Competitive inhibition of lipolytic enzymes. IX. A comparative study on the inhibition of pancreatic phospholipases A2 from different sources by (R)-2-acylamino phospholipid analogues.

This research article investigates the inhibitory effects of certain analogues on mammalian phospholipases A2 enzymes from pig, ox, and horse pancreas. The study revealed surprising affinity differences and highlighted optimal conditions for inhibitory power.

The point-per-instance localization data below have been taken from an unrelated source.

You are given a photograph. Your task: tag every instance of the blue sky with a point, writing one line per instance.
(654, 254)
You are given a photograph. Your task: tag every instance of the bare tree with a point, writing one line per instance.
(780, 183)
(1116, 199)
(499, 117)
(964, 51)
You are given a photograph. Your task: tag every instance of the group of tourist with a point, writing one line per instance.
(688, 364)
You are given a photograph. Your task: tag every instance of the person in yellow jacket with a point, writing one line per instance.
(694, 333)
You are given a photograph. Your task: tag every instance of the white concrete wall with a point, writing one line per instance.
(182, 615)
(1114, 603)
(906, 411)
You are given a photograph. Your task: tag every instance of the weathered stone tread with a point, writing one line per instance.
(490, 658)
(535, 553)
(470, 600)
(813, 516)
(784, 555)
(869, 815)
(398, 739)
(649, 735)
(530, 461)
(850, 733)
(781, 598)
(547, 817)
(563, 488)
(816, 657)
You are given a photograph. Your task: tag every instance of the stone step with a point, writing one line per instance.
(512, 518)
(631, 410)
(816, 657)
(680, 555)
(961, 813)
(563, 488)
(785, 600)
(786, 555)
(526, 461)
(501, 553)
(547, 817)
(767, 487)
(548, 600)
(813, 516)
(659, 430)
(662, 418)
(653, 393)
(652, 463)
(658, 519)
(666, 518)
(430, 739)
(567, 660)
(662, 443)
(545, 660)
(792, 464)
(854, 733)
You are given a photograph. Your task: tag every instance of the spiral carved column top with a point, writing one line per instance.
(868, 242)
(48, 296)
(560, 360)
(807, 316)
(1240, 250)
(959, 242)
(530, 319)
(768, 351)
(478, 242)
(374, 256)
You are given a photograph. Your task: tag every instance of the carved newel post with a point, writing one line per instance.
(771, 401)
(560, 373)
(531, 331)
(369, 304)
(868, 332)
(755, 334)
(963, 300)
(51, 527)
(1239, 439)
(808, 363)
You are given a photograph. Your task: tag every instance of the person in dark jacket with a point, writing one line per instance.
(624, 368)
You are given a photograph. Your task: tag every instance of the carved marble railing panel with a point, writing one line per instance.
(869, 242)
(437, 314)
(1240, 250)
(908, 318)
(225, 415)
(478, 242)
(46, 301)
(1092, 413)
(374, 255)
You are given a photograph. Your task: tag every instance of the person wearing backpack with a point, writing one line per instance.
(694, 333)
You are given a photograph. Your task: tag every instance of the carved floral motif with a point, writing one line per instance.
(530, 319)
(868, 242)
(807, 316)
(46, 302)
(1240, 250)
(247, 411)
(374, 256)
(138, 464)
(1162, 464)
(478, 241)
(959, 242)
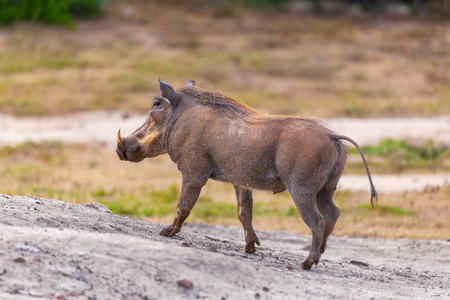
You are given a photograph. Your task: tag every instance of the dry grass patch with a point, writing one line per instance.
(81, 173)
(276, 62)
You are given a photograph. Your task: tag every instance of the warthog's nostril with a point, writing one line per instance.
(133, 147)
(121, 153)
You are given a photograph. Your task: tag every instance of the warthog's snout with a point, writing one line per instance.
(126, 146)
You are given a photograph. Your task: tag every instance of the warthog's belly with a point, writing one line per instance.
(252, 179)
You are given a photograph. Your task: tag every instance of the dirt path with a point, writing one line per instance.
(50, 249)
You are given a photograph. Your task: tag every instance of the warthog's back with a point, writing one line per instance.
(258, 151)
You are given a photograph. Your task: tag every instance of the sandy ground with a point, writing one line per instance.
(101, 127)
(52, 249)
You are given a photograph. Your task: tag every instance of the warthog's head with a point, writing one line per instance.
(146, 141)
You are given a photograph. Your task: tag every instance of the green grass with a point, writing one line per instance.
(83, 173)
(398, 156)
(387, 210)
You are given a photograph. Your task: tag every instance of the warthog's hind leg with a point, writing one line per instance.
(244, 199)
(306, 205)
(329, 212)
(188, 198)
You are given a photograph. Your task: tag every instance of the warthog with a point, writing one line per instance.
(209, 135)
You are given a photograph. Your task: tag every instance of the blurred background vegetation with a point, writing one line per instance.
(319, 58)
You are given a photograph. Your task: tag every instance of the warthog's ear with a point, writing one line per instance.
(169, 93)
(190, 83)
(161, 108)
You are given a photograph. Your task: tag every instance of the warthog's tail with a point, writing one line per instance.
(373, 192)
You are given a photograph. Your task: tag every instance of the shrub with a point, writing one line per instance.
(58, 12)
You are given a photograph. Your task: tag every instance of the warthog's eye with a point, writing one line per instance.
(157, 103)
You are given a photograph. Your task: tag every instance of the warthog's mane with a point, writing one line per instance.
(218, 101)
(234, 108)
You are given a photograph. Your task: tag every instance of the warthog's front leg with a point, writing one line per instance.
(186, 201)
(245, 212)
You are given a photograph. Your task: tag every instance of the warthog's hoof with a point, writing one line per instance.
(308, 263)
(250, 247)
(170, 231)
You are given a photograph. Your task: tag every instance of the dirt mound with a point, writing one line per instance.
(54, 249)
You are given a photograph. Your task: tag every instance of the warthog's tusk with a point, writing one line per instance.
(120, 140)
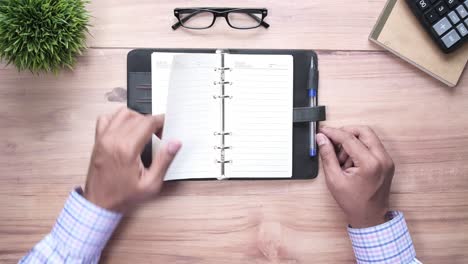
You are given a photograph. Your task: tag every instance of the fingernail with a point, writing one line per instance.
(321, 139)
(173, 146)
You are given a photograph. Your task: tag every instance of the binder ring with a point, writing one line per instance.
(223, 83)
(222, 147)
(223, 69)
(222, 97)
(223, 161)
(222, 133)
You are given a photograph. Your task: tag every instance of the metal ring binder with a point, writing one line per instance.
(222, 97)
(222, 147)
(222, 133)
(222, 83)
(223, 161)
(223, 69)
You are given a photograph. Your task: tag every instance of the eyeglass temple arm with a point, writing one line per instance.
(178, 24)
(263, 23)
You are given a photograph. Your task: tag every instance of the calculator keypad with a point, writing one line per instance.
(446, 20)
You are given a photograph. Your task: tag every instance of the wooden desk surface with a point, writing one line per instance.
(47, 128)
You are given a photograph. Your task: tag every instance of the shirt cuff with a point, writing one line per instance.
(83, 228)
(389, 242)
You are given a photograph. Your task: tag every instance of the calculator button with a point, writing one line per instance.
(462, 30)
(454, 17)
(451, 3)
(442, 26)
(451, 38)
(462, 11)
(423, 4)
(432, 16)
(441, 9)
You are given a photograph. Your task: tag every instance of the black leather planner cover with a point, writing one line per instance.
(139, 75)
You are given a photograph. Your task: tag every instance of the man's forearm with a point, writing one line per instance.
(386, 243)
(79, 235)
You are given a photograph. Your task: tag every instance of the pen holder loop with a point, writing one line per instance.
(309, 114)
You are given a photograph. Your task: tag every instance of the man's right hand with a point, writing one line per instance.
(358, 173)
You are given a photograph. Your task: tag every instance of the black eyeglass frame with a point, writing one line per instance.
(220, 12)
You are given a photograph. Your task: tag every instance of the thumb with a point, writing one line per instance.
(330, 162)
(160, 164)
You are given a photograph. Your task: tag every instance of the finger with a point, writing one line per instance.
(355, 148)
(370, 139)
(327, 152)
(342, 155)
(159, 166)
(347, 164)
(143, 130)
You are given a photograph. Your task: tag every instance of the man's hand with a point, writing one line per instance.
(358, 173)
(117, 179)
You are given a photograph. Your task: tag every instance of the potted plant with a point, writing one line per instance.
(42, 35)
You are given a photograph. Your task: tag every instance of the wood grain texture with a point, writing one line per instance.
(331, 25)
(47, 129)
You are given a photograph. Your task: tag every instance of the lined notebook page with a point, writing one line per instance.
(192, 115)
(259, 115)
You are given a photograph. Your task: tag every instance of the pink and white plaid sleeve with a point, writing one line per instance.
(79, 235)
(389, 242)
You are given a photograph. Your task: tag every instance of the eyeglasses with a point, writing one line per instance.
(205, 17)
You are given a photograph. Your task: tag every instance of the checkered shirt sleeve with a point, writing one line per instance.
(79, 235)
(389, 242)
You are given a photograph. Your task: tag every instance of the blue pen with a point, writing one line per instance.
(312, 87)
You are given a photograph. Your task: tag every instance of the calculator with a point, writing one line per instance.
(445, 20)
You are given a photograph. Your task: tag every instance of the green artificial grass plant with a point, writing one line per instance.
(42, 35)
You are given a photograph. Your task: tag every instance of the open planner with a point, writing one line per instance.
(233, 112)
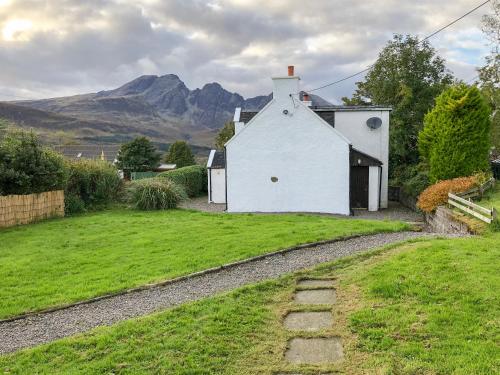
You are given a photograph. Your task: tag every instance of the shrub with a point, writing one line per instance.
(73, 204)
(193, 179)
(437, 194)
(455, 141)
(94, 183)
(139, 155)
(27, 167)
(155, 194)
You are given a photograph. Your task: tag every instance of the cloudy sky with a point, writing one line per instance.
(62, 47)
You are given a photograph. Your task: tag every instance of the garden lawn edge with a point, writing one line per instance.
(190, 276)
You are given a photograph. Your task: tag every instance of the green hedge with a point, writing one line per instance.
(193, 179)
(27, 167)
(155, 194)
(92, 184)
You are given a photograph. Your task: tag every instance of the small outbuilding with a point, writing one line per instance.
(216, 171)
(292, 156)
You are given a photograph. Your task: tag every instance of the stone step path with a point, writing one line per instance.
(313, 350)
(45, 327)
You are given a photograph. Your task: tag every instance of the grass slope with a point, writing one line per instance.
(421, 308)
(66, 260)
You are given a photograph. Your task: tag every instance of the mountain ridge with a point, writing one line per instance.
(161, 107)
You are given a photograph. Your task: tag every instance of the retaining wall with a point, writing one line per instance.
(443, 221)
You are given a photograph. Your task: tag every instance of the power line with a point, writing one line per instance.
(423, 40)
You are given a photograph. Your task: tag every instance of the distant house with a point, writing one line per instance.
(293, 157)
(165, 167)
(89, 151)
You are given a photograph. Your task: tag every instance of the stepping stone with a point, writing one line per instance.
(314, 350)
(308, 320)
(315, 296)
(312, 283)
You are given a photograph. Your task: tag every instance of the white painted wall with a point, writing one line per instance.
(373, 188)
(372, 142)
(238, 126)
(309, 158)
(217, 186)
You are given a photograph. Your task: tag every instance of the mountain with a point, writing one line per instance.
(160, 107)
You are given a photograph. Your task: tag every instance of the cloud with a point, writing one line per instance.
(62, 47)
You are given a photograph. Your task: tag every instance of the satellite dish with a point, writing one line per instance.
(374, 123)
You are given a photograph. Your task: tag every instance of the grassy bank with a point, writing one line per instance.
(66, 260)
(420, 308)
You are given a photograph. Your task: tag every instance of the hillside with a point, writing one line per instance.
(159, 107)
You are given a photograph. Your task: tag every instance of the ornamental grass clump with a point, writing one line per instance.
(437, 194)
(92, 185)
(155, 194)
(193, 179)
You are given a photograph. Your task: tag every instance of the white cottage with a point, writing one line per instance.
(294, 157)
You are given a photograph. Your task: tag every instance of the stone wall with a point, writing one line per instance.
(443, 221)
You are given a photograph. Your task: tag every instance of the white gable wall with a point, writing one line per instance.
(372, 142)
(308, 157)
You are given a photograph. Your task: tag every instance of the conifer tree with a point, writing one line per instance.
(455, 141)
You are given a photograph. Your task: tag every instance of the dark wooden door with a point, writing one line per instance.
(359, 187)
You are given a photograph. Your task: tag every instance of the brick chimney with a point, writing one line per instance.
(306, 99)
(284, 86)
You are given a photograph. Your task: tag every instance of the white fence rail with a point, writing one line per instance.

Inhibition of Pancreatic Phospholipases A2

The study began by testing the inhibitory power, denoted by “Z”, of several (R)-1-alkyl-2-acylamino phospholipid analogues on three mammalian phospholipases A2. These enzymes were sourced from the pancreas of pigs, oxen, and horses. It was observed that:

• All three studied enzymes showed a clear preference for anionic (phosphoglycol) inhibitors over the zwitterionic (phosphocholine) derivatives.
• This preference was most significant in the bovine (oxen) enzyme.

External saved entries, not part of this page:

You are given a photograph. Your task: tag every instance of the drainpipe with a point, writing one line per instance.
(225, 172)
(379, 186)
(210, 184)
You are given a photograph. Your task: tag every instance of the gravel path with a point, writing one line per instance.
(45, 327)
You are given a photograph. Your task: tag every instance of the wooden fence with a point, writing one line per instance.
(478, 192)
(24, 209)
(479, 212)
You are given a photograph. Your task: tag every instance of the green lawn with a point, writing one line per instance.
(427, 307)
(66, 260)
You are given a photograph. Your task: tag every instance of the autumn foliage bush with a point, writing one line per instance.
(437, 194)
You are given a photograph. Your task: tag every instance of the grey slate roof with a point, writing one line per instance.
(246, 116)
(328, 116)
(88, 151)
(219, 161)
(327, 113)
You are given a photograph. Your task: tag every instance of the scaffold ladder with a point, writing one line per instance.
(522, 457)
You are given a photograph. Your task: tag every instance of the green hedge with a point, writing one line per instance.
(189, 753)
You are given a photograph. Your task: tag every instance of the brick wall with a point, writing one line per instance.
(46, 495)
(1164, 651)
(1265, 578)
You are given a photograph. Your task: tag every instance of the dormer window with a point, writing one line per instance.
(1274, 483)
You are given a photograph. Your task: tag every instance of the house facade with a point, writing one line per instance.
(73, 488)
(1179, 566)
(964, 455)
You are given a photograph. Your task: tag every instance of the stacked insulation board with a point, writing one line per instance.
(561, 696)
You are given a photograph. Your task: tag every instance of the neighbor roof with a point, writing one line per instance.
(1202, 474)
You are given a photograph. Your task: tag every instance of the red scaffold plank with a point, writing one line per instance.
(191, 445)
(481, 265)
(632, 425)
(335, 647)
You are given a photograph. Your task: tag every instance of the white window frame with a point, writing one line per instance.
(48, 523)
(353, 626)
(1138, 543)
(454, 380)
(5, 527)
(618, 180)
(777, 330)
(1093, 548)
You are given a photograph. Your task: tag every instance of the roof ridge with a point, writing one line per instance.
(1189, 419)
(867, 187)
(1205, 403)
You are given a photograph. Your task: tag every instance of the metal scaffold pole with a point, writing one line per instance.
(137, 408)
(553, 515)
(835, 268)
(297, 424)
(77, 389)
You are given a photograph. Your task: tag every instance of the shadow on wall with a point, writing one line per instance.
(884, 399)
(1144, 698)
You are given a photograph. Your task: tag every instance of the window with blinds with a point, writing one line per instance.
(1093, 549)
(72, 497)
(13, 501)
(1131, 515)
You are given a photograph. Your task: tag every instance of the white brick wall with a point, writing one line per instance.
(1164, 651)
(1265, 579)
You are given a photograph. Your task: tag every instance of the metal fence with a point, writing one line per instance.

Variation of the 1-Alkyl Chain Length

Upon variation of the 1-alkyl chain length, important observations were noted:

• The bovine and equine (horse) phospholipases, in line with the porcine (pig) enzyme in previous studies, displayed an optimal Z at a six-carbon alkyl group.
• The introduction of a double bond in the 2-acylamino group typically improved inhibitory power compared with a fully saturated acyl chain.

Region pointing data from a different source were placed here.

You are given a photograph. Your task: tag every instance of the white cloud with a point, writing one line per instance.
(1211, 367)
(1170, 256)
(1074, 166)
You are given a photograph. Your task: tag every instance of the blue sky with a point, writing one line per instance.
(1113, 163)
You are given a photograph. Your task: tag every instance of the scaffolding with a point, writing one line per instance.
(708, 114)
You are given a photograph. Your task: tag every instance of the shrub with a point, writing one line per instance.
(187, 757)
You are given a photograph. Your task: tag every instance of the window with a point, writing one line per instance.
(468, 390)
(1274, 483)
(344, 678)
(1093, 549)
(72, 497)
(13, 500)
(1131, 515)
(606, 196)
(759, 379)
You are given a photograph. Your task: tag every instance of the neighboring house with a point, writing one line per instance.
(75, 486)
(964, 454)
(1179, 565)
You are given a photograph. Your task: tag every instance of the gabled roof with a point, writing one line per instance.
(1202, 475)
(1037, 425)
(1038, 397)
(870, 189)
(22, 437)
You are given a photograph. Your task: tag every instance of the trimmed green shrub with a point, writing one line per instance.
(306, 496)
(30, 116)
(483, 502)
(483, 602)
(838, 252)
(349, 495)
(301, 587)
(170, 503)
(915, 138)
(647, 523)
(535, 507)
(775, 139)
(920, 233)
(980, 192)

Results for the Horse Enzyme

The horse enzyme yielded some fascinating results:

• The presence of an (R)-2-undecenoylamino group in the phosphocholine- and phosphoglycol-containing inhibitors resulted in affinities that were nearly 4 and 5 orders of magnitude higher, respectively, than the substrate molecule.

Dissociation Constant Ki* Determination

The dissociation constant Ki* of several inhibitors, incorporated in a host lipid/water interface of non-inhibitory n-octadecenylphosphocholine micelles, was directly determined using ultraviolet difference spectroscopy. During the process:

• The progressive binding of a single inhibitor molecule into the active site of the three enzymes was followed quantitatively by an increasing tyrosine perturbation.
• With moderately strong competitive inhibitors (Z values ranging from about 50 to 10,000), quantitative values for Ki* were obtained.

By extrapolating the experimentally found linear relationship between Z and 1/Ki*, the researchers were able to make predictions about the Ki* numbers for much stronger inhibitors with Z values between 10,000 and 100,000.